HowTo use MySQL JDBC loadbalancer with Galera multi-master clusters

Some time ago I finally had the chance to test the built-in load balancing feature in MySQL's JDBC driver together with a 3 node Galera cluster. I have used this feature at a MySQL Cluster customer many years ago, so I knew it worked and I knew it was great, but I didn't know if it would work with Galera. Galera sometimes returns some error states that are different from what MySQL Cluster does and the main point of the test was to see how the loadbalancing in the JDBC driver reacts to that.

Unfortunately this really cool feature is still rather unknown to the world. Of course, until now the only multi-master cluster you could use it with was MySQL Cluster so the addressable market was much smaller than what is the case with Galera, which is based on InnoDB. I've previously written about this on an architectural level in "The Ultimate MySQL High Availability Solution" and how to actually use it at "How to use JDBC Connector with MySQL Cluster". Beyond those blog posts this feature isn't documented much at all, the needed JDBC connection string is mentioned in passing deep on this page in the MySQL manual, but you'd have to be a wizard to guess what it really means. It's like a secret club, almost!

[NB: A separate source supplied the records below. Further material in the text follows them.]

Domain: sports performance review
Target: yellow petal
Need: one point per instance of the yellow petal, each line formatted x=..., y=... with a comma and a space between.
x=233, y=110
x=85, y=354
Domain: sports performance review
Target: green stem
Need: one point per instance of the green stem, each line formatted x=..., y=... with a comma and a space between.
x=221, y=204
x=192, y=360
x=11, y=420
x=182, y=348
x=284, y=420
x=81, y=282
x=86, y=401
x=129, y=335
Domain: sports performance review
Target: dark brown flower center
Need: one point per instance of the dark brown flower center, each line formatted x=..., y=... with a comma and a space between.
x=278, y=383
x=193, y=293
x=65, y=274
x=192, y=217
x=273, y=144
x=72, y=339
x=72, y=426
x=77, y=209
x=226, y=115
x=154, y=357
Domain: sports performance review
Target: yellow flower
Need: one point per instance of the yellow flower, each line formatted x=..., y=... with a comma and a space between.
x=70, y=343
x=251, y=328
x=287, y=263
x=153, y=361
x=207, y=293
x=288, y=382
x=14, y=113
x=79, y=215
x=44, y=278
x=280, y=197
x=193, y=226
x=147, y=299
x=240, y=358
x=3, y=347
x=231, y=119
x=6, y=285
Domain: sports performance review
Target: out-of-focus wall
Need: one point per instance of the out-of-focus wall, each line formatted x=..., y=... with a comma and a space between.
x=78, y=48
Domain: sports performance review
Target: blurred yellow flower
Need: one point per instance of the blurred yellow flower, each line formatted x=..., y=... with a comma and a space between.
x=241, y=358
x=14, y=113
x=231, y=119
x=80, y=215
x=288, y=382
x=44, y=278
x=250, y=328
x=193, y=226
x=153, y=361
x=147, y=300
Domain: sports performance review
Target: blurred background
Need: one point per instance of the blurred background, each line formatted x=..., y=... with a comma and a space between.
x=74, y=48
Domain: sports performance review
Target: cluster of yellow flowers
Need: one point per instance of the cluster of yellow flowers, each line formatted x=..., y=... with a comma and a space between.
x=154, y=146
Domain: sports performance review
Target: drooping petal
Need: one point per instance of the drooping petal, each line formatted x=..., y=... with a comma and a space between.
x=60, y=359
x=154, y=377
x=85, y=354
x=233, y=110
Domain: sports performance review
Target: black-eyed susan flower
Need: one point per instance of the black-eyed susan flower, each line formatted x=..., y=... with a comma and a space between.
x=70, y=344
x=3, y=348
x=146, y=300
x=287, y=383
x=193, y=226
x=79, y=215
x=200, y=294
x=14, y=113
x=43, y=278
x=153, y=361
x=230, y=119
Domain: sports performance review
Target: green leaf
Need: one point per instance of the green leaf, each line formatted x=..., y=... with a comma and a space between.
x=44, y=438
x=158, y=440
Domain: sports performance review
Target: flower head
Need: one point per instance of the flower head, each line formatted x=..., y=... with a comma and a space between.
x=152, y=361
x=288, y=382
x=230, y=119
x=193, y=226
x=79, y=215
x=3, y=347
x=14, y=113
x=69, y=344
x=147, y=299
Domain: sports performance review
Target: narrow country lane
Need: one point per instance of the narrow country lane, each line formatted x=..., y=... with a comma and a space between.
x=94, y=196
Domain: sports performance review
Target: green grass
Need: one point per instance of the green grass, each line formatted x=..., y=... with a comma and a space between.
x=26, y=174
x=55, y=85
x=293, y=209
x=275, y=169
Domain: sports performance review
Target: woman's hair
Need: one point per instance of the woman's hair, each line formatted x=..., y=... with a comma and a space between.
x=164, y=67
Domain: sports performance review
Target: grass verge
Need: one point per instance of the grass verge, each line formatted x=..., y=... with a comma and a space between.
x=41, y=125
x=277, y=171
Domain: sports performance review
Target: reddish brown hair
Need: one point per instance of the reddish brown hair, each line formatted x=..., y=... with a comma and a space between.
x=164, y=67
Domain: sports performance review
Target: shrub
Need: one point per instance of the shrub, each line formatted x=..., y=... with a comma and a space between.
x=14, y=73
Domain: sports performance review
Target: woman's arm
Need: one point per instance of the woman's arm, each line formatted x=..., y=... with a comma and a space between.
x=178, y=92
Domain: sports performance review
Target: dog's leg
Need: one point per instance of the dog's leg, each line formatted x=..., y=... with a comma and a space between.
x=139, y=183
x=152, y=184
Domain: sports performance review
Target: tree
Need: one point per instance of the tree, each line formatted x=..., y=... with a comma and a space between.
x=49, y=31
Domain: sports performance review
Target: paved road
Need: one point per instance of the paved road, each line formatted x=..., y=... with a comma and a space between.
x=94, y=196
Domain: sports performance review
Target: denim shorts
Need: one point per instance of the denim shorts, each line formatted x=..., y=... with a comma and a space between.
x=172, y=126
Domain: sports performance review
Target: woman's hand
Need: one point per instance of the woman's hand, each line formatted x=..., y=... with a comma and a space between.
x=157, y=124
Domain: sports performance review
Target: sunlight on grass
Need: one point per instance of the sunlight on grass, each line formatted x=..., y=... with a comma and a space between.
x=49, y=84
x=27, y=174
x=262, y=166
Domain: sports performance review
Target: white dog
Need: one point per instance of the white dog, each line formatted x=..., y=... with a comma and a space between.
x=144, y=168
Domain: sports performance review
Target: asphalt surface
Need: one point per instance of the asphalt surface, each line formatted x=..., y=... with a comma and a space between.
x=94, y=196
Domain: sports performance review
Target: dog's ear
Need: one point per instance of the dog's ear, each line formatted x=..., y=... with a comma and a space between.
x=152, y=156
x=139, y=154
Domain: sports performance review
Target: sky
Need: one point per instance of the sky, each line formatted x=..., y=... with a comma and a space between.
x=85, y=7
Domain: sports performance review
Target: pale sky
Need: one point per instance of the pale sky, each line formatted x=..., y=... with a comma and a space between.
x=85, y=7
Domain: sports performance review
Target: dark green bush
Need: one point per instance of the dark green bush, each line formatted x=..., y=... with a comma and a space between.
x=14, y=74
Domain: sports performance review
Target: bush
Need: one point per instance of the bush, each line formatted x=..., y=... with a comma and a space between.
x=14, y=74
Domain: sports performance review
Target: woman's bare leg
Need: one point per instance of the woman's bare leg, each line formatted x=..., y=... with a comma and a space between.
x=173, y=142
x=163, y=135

Ok, so let's see if it works with Galera. The test case is to setup a 3 node cluster, kill one node and then let it join back. I used mysqldump SST for joining nodes. Using xtrabackup SST is non-blocking, so it would be less interesting for this test since the donor node will just work, whereas with mysqldump both the joiner and the donor will be blocked.

So let's create a simple Java test program:

import java.sql.*;

public class MysqlTest
{
    public static void main (String[] args)
    {
        Connection conn = null;

        while(true)
        {

            // Connect to MySQL
            try
            {
                String userName = "root";
                String password = "password";
                String hosts = "node125,node126,node127";
                String url = "jdbc:mysql:loadbalance://" + hosts + "/test";
                Class.forName ("com.mysql.jdbc.Driver").newInstance ();
                conn = DriverManager.getConnection (url, userName, password);
                System.out.println ("Database connection established");
            }
            catch (Exception e)
            {
                System.err.println ("Cannot connect to database server: " + e);
            }

            try
            {
                Statement s = conn.createStatement ();
                int count;
                count = s.executeUpdate("INSERT INTO jdbctests (t, h, d) VALUES ('Inserted from Java code.', @@hostname, now());");
                s.close ();
                System.out.println (count + " rows were inserted");
            }
            catch (SQLException e)
            {
                System.err.println ("Error when executing SQL statement: " + e);
            }

            // Close connection
            if (conn != null)
            {
                try
                {
                    conn.close ();
                    System.out.println ("Database connection terminated");
                }
                catch (Exception e)
                {
                    System.err.println( "Error when closing database connection: " + e );
                }
            }
            try { Thread.sleep(1000); } catch( Exception e ) { }
        }
    }
}

I run this with: java -cp mysql-connector-java-5.1.20-bin.jar:. MysqlTest

When all 3 nodes are up, this results in following entries in the table:

| 31 | Inserted from Java code. | node125 | 2012-05-22 10:36:45 |
| 34 | Inserted from Java code. | node125 | 2012-05-22 10:36:46 |
| 37 | Inserted from Java code. | node125 | 2012-05-22 10:36:47 |
| 39 | Inserted from Java code. | node126 | 2012-05-22 10:36:50 |
| 43 | Inserted from Java code. | node125 | 2012-05-22 10:36:50 |
| 44 | Inserted from Java code. | node127 | 2012-05-22 10:36:52 |
| 45 | Inserted from Java code. | node126 | 2012-05-22 10:36:53 |
| 49 | Inserted from Java code. | node125 | 2012-05-22 10:36:53 |
| 51 | Inserted from Java code. | node126 | 2012-05-22 10:36:55 |
| 55 | Inserted from Java code. | node125 | 2012-05-22 10:36:55 |
| 56 | Inserted from Java code. | node127 | 2012-05-22 10:36:57 |
| 57 | Inserted from Java code. | node126 | 2012-05-22 10:36:58 |

You can see that each query was randomly routed to a different MySQL node.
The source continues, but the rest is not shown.